Y lo peor es que nos vamos convirtiendo en una generación que no piensa lo que ve. La máxima “pienso, luego existo” ya no tiene validez. Ahora el “ver para creer” está llegando a su paroxismo. Pero... si lo que veo lo veo sin pensar... ¿existe? Jorge Luis Borges -una vez más- esboza una respuesta. En su cuento “Funes el memorioso”, describe las prodigiosas tribulaciones de un personaje (Ireneo Funes) que está condenado a recordar todo lo que ve. Había adquirido ese don después de un accidente que lo dejó en una silla de ruedas, pero pronto se convirtió en una maldición. Su memoria tenía tal profundidad que le permitía evocar, por ejemplo, “las nubes australes del amanecer del treinta de abril de mil ochocientos ochenta y dos” y compararlas, sin margen de error, con las que había visto en otros miles de amaneceres. Poco a poco, esa memoria portentosa le fue anulando su capacidad de reflexionar sobre lo que esos recuerdos le provocaban. Pero, ese personaje desmesurado e imposible también vivía su propio calvario. Borges lo explica sin rodeos: “sospecho que (Funes) no era muy capaz de pensar. Pensar es olvidar diferencias, es generalizar, es abstraer”.

¿Estará cayendo sobre nosotros una maldición parecida a la de Funes? ¿Será que el almacenamiento de imágenes y datos en la PC se ha vuelto más importante que el pensar, sentir y experimentar físicamente lo que vemos? Sin lugar a dudas el avance tecnológico nos cambió la vida para mejor. Salvo, por supuesto, en el caso de nuestra memoria. Porque, al parecer -y a esto lo confirman muchos neurocientíficos como Facundo Manes- estamos siendo arrastrados a una época en la que pensar es peligroso; a un mundo en el que los gigabytes están sustituyendo a la necesaria meditación. Y eso conviene a un modelo político como el que tenemos ahora, que prioriza lo superficial por sobre lo esencial. Un modelo donde la memoria se ejerce en un solo sentido: el sentido histórico. Pero nunca, en su rol más profundo: la reflexión.
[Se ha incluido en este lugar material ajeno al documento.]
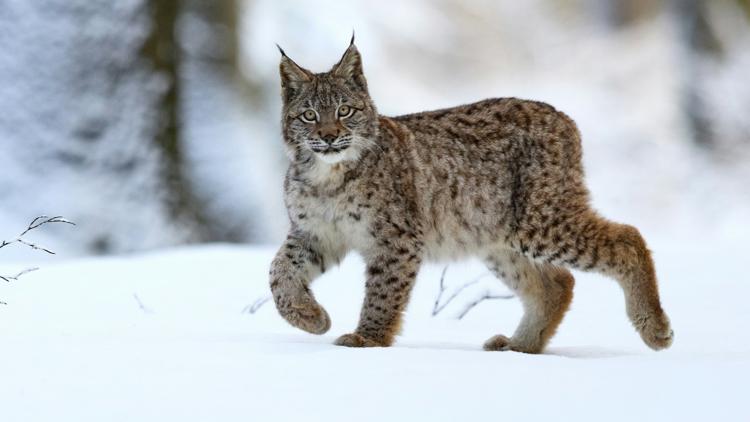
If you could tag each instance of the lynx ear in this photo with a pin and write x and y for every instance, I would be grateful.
(292, 76)
(350, 68)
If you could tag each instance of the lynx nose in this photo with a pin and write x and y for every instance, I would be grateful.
(329, 137)
(329, 133)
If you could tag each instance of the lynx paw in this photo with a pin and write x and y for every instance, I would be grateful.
(356, 340)
(502, 343)
(304, 312)
(656, 331)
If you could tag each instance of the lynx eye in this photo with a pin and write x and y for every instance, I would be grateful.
(345, 111)
(309, 116)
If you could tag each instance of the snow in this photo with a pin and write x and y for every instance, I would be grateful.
(163, 336)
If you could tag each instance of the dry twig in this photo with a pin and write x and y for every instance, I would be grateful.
(35, 223)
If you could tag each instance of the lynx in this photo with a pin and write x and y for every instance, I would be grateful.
(500, 179)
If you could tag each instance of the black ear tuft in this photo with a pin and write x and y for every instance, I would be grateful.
(292, 76)
(350, 68)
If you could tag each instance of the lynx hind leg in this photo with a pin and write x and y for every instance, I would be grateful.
(545, 292)
(619, 251)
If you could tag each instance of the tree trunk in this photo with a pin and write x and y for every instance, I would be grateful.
(161, 49)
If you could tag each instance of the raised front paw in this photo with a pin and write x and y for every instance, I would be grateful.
(502, 343)
(356, 340)
(302, 311)
(656, 331)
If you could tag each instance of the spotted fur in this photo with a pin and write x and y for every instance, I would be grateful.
(500, 179)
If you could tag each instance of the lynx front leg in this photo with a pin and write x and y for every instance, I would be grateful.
(390, 278)
(297, 263)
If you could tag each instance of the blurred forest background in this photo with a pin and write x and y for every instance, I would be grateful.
(154, 123)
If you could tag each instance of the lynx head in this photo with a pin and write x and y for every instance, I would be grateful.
(327, 115)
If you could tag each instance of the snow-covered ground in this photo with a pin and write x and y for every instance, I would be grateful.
(167, 337)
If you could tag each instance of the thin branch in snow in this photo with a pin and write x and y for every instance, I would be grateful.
(9, 278)
(36, 223)
(259, 302)
(438, 307)
(143, 307)
(486, 296)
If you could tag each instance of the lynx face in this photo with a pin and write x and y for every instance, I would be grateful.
(329, 115)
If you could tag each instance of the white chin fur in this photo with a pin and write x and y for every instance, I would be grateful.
(333, 158)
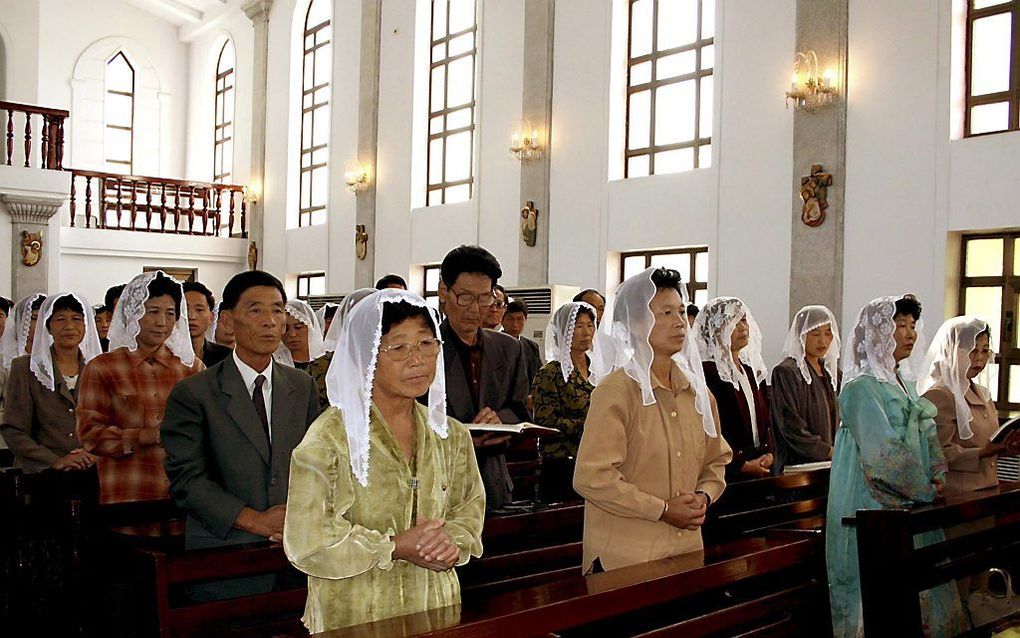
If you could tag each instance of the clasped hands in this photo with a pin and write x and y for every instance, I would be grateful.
(427, 544)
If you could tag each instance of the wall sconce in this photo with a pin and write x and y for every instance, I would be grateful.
(808, 89)
(525, 144)
(355, 176)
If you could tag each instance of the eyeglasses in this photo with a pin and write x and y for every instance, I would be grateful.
(402, 351)
(465, 299)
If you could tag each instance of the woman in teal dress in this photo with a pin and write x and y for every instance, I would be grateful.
(886, 454)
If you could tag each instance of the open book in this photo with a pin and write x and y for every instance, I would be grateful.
(1005, 431)
(527, 430)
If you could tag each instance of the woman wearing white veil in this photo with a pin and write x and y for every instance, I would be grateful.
(730, 344)
(967, 415)
(804, 406)
(385, 496)
(39, 421)
(303, 340)
(122, 393)
(886, 455)
(651, 460)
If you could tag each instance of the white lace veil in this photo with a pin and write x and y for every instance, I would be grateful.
(131, 307)
(807, 319)
(870, 345)
(352, 372)
(333, 335)
(42, 361)
(559, 334)
(947, 363)
(299, 309)
(621, 341)
(714, 328)
(14, 342)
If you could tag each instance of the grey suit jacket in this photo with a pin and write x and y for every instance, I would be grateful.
(217, 457)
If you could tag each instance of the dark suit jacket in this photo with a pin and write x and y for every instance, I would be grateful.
(217, 458)
(503, 387)
(735, 418)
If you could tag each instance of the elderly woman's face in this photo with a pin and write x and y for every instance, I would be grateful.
(738, 340)
(979, 355)
(406, 362)
(817, 341)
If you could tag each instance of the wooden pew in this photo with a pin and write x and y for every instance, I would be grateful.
(891, 605)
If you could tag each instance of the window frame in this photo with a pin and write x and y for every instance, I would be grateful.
(1007, 353)
(1012, 94)
(306, 215)
(693, 286)
(654, 85)
(130, 163)
(444, 134)
(219, 175)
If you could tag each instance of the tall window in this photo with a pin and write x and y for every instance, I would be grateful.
(992, 66)
(311, 284)
(989, 289)
(315, 93)
(118, 105)
(692, 263)
(451, 102)
(222, 135)
(670, 57)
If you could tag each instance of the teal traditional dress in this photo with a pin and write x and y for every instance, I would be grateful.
(886, 454)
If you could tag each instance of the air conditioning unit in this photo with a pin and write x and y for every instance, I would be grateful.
(542, 300)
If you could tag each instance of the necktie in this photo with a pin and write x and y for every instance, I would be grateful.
(259, 399)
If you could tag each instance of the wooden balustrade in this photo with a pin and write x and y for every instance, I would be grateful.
(49, 127)
(157, 204)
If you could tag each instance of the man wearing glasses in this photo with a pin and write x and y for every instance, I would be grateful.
(486, 371)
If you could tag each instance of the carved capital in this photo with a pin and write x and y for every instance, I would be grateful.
(257, 10)
(32, 209)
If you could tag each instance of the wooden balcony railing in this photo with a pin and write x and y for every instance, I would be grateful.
(49, 125)
(122, 202)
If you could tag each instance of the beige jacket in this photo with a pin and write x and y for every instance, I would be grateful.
(967, 471)
(631, 458)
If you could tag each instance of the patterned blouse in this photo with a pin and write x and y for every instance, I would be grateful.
(561, 404)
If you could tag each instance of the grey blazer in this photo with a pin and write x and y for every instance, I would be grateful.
(217, 458)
Y si no somos capaces de pensar nuestra memoria estamos perdiendo nuestra condición humana... Estamos siendo expulsados nuevamente del Paraíso, tal como lo advertía Jean Paul Sartre cuando escribió: “la memoria es el único paraíso del que no deberíamos ser expulsados”.

Por desgracia, en la actualidad se ha perdido la capacidad de reasignar un significado a una memoria para revalorar el presente. La modernidad ha aplanado a las masas en una uniformidad que no valora las “diferencias” entre las cosas. Roland Barthés decía que la literatura moderna carece de significado y que solamente se publica para agradar a las masas. ¿Será entonces que para reinventarnos necesitamos olvidar?